Companhia estadual de energia diz que foi o pior evento da história no interior do Estado, mas o Sistema de Monitoramento Ambiental já havia registrado em setembro ventos com velocidades até 50% superiores ao verificado neste final de semana

Carlos Tautz

O fortíssimo temporal que atingiu o meio rural do Paraná neste sábado (23) mostrou a gravidade das mudanças no clima e seus eventos meteorológicos extremos. Os ventos de até 100 km por hora atingiram 19 municípios das regiões noroeste e oeste do Estado, provocaram o desligamento de mais de um milhão de domicílios atendidos pela Copel, a companhia estadual de energia, e danificaram perto de mil casas – 600 delas em Foz do Iguaçu.

No pior momento das chuvas, informou a Copel, 552 mil unidades consumidoras chegaram simultaneamente a ter o fornecimento de energia interrompido devido à ocorrência de raios, queda de árvores e rajadas de vento que variaram entre 80 e 90 km por hora em diversas localidades, chegando aos 100 km/h em Cianorte.

Até a megausina binacional de Itaipu foi atingida e, por precaução, desligou cinco de suas 20 turbinas, depois que sistemas de proteção desconectaram linhas de transmissão de 750 quilovolts que ligam Itaipu ao Sistema Interligado Nacional (SIN). A hidrelétrica, sediada em Foz do Iguaçu, no Rio Paraná, entre o Brasil e o Paraguai, fornece 10,8% da energia consumida no nosso País e 88,5% no país vizinho. 

Os serviços de saneamento e distribuição de água potável também foram duramente atingidos, de acordo com a Sanepar (Companhia de Saneamento do Paraná). A falta de energia obrigou a suspensão do abastecimento de água a 85 localidades atendidas pela companhia.

A intensidade dos ventos diminuiu sensivelmente ao longo do final de semana, e o Simepar (Sistema de Tecnologia e Monitoramento Ambiental do Paraná) informou que a estabilidade no clima voltou à grande parte do Estado ainda nesta segunda.

“Desmatamento e incêndios florestais sem controle, aposta nos combustíveis fósseis no lugar na transição energética, uma ode à insensatez. Enquanto isso, eventos extremos passam a ser a regra: seca e chuvas intensas, ondas de frio e principalmente de calor, tempestades de areia e outras ocorrências. O temporal na região sul neste final de semana provavelmente se insere nesse quadro. Estamos ultrapassando vários limites e o planeta está nos dando a resposta”, explica Suely Araújo, especialista sênior do Observatório do Clima e ex-presidente do Ibama.

O léxico do novo normal climático

Ainda que preocupantes, eventos climáticos extremos como esses que ocorreram no Paraná vão se tornando cada vez mais uma espécie de novo normal. Segundo o Simepar, o mês de setembro registrou várias tempestades. 

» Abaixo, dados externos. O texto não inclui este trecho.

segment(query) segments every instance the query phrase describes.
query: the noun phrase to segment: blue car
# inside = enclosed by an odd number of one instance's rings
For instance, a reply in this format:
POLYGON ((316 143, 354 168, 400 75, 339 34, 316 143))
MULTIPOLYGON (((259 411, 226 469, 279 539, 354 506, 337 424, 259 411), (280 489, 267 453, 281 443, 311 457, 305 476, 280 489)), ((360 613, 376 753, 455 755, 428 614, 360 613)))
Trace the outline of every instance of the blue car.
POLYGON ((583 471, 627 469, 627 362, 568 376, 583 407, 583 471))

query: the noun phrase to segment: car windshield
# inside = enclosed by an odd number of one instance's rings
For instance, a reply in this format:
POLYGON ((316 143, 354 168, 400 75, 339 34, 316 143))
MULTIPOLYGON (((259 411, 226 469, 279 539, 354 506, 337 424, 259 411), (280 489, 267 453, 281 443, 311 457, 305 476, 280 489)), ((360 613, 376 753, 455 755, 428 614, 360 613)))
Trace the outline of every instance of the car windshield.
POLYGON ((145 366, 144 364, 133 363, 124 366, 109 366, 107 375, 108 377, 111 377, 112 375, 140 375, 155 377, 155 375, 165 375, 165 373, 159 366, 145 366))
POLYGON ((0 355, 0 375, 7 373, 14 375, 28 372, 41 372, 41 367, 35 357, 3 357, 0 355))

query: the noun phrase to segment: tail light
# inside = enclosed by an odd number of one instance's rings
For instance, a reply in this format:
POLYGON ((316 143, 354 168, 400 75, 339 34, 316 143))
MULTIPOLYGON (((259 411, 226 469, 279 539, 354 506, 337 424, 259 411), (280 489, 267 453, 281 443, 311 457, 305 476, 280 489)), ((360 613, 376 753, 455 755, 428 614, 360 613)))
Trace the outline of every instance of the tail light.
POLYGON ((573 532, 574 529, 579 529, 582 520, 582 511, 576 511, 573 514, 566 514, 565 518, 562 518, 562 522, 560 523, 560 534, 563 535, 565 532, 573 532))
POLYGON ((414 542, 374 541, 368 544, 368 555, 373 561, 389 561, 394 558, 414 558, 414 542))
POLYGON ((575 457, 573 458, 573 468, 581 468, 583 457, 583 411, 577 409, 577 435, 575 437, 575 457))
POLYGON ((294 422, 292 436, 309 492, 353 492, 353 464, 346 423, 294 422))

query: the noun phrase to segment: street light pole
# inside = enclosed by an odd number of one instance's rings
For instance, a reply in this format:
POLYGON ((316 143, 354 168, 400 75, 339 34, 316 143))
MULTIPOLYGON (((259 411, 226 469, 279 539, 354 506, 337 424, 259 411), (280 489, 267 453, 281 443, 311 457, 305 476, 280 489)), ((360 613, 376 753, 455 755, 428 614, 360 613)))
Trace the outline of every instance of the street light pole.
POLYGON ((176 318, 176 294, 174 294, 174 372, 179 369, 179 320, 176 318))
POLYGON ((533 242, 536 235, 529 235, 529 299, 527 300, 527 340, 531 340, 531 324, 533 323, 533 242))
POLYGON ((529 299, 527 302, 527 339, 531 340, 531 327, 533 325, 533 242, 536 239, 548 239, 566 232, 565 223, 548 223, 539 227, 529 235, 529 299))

Em 8 de setembro, os ventos alcançaram 150 km por hora no aeroporto de Maringá – uma velocidade 50% maior do que o nível máximo observado neste final de semana – e no dia 19 houve tempestade de granizo na Região Metropolitana de Curitiba.

O novo normal climático já nos impôs um novo léxico, em que a expressão “fenômenos climáticos extremos” talvez seja o de maior frequência e importância, principalmente por conta de seu particular impacto sobre a saúde humana.

Segundo o programa Clima e Saúde, da Fundação Instituto Oswaldo Cruz (Fiocruz, pertencente ao Ministério da Saúde), uma das maiores referências mundiais em saúde pública, “os eventos climáticos e meteorológicos extremos, geralmente, são classificados como de origem hidrológica (inundações bruscas e graduais, alagamentos, enchentes, deslizamentos); geológicos ou geofísicos (processos erosivos, de movimentação de massa e deslizamentos resultantes de processos geológicos ou fenômenos geofísicos); meteorológicos (raios, ciclones tropicais e extra-tropicais, tornados e vendavais); e climatológicos (estiagem e seca, queimadas e incêndios florestais, chuvas de granizo, geadas e ondas de frio e de calor)”.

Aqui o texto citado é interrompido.